HR 7703

Observation data Epoch J2000 Equinox ICRS
- Constellation: Sagittarius
- Right ascension: 20^{h} 11^{m} 11.93877^{s}
- Declination: −36° 06′ 04.3517″
- Apparent magnitude (V): 5.31
- Right ascension: 20^{h} 11^{m} 12.80289^{s}
- Declination: −36° 06′ 32.1661″
- Apparent magnitude (V): 11.50

Characteristics
- Spectral type: K2.5 V + M4 V
- U−B color index: +0.43
- B−V color index: +0.85

Astrometry

A
- Radial velocity (R_{v}): −129.27±0.12 km/s
- Proper motion (μ): RA: +456.99 mas/yr Dec.: −1574.64 mas/yr
- Parallax (π): 166.3272±0.1065 mas
- Distance: 19.61 ± 0.01 ly (6.012 ± 0.004 pc)
- Absolute magnitude (M_{V}): +6.53

B
- Absolute magnitude (M_{V}): +12.7

Orbit
- Period (P): 591+118 −84 yr
- Semi-major axis (a): 11.6+1.6 −1.3" (69.7 AU)
- Eccentricity (e): 0.75±0.10
- Inclination (i): 86.79+0.60 −0.86°
- Longitude of the node (Ω): 294.4+1.8 −2.6°
- Periastron epoch (T): 2213+111 −63
- Argument of periastron (ω) (secondary): 66.2+13.0 −6.7°

Details

HR 7703 A
- Mass: 0.75±0.03 M_{☉}
- Radius: 0.66 R_{☉}
- Luminosity: 0.26 L_{☉}
- Surface gravity (log g): 4.48±0.17 cgs
- Temperature: 5,075±43 K
- Metallicity [Fe/H]: −0.56±0.04 dex
- Rotation: 45 days
- Rotational velocity (v sin i): 1.8±0.2 km/s
- Age: 7.7 Gyr

HR 7703 B
- Mass: 0.207+0.046 −0.042 M_{☉}
- Radius: 0.28 R_{☉}
- Luminosity: 0.0009 L_{☉}
- Other designations: 279 G. Sgr, CD−36°13940, GJ 783, HD 191408, HIP 99461, HR 7703, SAO 211885, WDS J20112-3606, PLX 4782, IRAS 20079-3614, HJ 5173

Database references
- SIMBAD: The system

= HR 7703 =

Binary star system in the constellation of Sagittarius

HR 7703 (Gliese 783, 279 G. Sagittarii) is a binary star system in the constellation of Sagittarius.
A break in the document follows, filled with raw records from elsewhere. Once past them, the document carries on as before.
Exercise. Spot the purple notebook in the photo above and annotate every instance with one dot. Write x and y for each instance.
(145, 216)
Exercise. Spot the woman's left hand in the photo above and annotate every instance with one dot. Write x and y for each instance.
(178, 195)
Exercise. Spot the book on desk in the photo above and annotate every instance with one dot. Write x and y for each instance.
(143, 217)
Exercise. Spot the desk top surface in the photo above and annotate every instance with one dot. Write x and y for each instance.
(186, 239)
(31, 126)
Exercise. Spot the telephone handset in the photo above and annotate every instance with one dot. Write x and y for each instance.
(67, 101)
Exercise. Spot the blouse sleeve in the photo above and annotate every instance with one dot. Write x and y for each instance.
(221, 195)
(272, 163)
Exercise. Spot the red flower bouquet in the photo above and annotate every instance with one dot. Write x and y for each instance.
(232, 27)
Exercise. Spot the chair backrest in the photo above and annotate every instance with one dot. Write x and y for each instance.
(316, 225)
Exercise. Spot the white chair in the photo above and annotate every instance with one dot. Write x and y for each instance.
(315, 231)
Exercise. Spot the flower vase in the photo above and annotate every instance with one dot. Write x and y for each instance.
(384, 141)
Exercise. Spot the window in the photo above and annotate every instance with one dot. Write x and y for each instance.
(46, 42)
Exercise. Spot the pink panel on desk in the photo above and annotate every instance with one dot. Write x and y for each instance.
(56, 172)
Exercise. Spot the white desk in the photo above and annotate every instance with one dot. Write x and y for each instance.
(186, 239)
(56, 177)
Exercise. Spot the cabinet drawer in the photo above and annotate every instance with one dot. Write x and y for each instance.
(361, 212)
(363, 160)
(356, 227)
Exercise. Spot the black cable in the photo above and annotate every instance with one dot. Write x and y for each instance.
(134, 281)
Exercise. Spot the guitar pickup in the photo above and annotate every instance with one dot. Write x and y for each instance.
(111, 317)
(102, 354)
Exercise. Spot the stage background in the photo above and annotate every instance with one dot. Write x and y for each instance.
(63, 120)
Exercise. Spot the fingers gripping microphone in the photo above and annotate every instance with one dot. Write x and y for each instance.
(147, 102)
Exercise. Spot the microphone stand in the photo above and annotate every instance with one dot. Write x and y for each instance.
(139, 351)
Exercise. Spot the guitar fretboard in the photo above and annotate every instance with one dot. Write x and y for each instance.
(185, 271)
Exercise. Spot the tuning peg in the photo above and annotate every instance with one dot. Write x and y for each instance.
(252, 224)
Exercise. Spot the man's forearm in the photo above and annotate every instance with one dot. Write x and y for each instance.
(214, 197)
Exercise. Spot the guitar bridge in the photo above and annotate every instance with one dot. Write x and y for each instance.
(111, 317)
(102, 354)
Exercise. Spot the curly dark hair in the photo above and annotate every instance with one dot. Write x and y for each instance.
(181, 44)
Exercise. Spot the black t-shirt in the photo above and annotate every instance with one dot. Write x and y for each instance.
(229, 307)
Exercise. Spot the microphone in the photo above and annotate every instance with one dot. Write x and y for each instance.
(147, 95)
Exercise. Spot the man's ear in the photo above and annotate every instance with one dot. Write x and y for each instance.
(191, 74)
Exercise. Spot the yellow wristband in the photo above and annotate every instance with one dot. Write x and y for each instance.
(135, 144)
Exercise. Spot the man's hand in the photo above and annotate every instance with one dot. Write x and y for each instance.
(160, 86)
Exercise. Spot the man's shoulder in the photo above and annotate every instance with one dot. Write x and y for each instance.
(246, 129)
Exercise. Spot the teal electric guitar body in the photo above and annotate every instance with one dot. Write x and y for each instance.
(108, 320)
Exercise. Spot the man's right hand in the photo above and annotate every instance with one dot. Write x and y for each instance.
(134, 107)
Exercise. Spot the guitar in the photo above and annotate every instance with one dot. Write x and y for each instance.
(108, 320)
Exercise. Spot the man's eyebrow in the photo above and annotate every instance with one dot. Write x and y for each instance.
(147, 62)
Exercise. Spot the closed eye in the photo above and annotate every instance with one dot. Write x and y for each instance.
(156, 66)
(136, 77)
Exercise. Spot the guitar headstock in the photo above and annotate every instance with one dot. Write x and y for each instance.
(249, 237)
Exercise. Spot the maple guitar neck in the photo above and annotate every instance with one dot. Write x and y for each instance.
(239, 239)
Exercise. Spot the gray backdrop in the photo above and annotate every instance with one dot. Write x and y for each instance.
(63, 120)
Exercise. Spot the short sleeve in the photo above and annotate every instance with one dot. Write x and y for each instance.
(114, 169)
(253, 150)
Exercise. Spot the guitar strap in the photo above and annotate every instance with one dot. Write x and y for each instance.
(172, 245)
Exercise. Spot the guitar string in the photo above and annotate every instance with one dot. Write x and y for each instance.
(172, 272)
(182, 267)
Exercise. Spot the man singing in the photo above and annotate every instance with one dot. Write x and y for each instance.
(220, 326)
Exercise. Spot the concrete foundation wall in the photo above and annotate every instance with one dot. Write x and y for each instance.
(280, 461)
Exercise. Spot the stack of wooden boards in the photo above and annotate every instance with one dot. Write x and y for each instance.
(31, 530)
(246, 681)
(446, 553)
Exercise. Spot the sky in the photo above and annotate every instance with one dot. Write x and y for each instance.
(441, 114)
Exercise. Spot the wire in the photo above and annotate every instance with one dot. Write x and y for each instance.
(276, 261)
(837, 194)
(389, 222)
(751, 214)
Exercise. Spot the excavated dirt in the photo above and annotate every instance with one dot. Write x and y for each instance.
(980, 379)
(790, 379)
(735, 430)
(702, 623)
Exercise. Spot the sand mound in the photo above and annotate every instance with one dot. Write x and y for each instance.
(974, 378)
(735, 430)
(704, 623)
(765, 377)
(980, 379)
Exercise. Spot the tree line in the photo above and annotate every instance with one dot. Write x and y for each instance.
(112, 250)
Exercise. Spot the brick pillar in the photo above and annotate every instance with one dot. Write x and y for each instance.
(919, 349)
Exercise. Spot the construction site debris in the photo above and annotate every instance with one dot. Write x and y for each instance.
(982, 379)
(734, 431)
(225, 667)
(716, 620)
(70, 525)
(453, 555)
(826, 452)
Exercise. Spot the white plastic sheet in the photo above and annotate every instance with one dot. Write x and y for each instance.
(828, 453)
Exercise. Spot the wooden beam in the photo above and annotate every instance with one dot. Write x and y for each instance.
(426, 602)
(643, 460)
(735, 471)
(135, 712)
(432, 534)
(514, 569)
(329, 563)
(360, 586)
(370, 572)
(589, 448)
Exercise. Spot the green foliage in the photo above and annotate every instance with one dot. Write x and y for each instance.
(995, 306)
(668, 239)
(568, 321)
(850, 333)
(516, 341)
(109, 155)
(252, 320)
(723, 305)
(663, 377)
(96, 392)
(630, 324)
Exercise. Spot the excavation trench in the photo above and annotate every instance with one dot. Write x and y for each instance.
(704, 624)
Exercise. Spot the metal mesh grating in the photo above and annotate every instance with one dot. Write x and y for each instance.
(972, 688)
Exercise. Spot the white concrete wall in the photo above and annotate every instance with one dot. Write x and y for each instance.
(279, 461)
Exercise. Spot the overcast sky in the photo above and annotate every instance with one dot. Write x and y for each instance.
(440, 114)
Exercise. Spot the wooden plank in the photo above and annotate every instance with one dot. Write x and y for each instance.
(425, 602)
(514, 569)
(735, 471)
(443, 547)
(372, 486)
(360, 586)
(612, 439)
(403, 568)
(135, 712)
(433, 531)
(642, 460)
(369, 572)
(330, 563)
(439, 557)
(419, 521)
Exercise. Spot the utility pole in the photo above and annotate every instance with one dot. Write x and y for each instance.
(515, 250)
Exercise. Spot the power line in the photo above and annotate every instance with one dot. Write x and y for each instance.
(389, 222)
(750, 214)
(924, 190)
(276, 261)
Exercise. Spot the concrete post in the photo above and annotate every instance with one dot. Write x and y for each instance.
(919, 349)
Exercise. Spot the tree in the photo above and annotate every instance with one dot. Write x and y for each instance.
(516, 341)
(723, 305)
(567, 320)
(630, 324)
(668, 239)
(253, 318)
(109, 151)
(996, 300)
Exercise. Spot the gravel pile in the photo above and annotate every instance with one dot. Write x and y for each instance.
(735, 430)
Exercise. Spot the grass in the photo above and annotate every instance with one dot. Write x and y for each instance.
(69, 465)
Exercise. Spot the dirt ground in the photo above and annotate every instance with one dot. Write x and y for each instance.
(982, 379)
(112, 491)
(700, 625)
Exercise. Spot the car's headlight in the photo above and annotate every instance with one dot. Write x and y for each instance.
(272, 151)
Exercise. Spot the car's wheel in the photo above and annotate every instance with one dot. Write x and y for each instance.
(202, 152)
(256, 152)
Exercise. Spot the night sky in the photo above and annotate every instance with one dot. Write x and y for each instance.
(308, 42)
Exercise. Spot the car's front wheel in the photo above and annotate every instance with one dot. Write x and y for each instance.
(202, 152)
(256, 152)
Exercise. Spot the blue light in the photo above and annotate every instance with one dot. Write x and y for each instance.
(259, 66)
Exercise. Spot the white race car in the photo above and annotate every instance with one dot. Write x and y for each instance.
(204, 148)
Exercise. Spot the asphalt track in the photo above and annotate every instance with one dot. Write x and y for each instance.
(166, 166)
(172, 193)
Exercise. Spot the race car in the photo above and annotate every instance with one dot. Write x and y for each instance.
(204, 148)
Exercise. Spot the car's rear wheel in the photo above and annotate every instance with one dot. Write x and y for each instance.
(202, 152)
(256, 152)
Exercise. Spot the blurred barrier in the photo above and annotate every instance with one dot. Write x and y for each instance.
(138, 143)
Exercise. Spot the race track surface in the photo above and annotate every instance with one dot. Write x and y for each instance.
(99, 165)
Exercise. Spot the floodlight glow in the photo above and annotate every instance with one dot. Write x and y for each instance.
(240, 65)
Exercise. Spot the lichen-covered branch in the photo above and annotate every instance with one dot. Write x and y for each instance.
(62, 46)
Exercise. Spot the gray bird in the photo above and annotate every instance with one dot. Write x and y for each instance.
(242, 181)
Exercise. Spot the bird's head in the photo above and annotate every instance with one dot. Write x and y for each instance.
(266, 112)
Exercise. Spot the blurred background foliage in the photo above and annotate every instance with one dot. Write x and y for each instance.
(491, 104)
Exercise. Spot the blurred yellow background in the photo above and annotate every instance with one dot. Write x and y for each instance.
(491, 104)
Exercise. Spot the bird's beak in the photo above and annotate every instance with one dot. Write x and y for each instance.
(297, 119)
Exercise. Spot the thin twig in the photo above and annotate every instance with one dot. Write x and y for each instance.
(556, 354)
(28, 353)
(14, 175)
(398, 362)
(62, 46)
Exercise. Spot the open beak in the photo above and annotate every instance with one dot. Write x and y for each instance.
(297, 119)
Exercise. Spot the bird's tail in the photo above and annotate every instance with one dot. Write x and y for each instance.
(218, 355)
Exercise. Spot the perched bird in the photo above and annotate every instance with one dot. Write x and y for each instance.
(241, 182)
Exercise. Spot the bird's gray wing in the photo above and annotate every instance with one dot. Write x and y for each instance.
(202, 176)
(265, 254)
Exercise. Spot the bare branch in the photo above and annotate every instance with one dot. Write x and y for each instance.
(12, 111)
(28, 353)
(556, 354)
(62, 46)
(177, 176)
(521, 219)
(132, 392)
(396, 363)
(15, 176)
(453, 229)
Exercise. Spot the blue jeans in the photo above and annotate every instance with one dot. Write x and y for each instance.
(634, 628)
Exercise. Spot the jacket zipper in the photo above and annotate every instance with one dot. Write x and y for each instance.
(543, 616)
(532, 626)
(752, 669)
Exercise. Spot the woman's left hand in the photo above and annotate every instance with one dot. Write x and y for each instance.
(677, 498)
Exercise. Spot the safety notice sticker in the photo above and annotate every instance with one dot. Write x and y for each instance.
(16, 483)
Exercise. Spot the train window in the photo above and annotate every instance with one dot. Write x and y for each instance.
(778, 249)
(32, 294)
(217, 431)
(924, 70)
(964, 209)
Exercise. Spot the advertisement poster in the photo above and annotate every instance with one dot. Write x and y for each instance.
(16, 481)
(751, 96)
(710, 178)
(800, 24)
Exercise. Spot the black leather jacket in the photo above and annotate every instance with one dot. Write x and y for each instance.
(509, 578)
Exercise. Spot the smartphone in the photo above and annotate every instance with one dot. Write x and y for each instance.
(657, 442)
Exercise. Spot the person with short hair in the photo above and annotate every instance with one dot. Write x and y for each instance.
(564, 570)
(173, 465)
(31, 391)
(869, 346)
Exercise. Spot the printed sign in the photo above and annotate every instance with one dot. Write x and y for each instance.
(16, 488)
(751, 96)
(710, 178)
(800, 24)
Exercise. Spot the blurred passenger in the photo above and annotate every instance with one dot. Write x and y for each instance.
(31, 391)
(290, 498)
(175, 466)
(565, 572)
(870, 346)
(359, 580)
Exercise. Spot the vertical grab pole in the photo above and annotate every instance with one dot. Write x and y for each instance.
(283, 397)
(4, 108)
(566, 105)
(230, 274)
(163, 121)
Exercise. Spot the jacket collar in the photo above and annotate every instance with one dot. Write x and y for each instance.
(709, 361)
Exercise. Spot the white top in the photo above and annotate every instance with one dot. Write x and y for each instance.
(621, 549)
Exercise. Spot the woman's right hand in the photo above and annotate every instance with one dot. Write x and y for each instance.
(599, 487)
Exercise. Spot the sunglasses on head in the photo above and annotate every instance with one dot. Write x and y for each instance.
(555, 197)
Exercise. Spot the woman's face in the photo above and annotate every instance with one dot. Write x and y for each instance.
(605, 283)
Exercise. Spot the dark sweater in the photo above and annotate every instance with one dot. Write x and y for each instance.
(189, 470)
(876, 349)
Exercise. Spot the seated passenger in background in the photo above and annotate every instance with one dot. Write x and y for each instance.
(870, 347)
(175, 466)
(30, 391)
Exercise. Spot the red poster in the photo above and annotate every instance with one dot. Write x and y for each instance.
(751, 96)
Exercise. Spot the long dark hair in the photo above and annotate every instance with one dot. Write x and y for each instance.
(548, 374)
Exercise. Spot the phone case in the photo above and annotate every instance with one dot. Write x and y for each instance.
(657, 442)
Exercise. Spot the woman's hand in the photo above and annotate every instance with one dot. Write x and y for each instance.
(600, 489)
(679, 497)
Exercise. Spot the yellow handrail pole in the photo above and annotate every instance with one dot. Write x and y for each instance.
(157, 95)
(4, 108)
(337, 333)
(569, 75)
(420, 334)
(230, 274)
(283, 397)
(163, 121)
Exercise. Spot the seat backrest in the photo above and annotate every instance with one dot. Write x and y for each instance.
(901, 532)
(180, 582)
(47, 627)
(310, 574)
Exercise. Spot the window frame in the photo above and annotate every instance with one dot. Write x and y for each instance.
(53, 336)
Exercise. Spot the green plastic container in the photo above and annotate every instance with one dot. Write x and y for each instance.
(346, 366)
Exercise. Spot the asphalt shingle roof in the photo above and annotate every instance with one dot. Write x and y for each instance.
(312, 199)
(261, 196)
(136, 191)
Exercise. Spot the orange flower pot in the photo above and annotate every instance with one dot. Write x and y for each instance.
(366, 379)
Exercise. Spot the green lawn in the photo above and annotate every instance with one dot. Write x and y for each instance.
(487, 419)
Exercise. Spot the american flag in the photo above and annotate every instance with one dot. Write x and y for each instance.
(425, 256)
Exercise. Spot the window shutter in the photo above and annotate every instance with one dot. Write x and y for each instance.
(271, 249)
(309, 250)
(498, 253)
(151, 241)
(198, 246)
The brighter component has an apparent visual magnitude of 5.31, which means it is visible from suburban skies at night. The two stars are separated by an angle of 7.10″, which corresponds to an estimated semimajor axis of 56.30 AU for their orbit.

Based upon an annual parallax shift of 0.16625 arc seconds as measured by the Hipparcos satellite, this system is 6.015 pc from Earth. It is approaching the Solar System at a velocity of approximately 129 kilometers per second. At this rate, it will make its closest approach in 41,100 years when it comes to within 2.05 pc of the Sun.

This star system has been examined for an excess of radiation in the infrared. The presence of an infrared excess can be taken as an indication of a debris disk orbiting the star. However, no such excess was discovered around HR 7703. Radial velocity data collected over a period of 12 years was examined for signs of periodicity caused by a planet orbiting at a distance of 3–6 AU, but none was detected. A slight linear trend in the radial velocities of the primary is probably due to the companion star.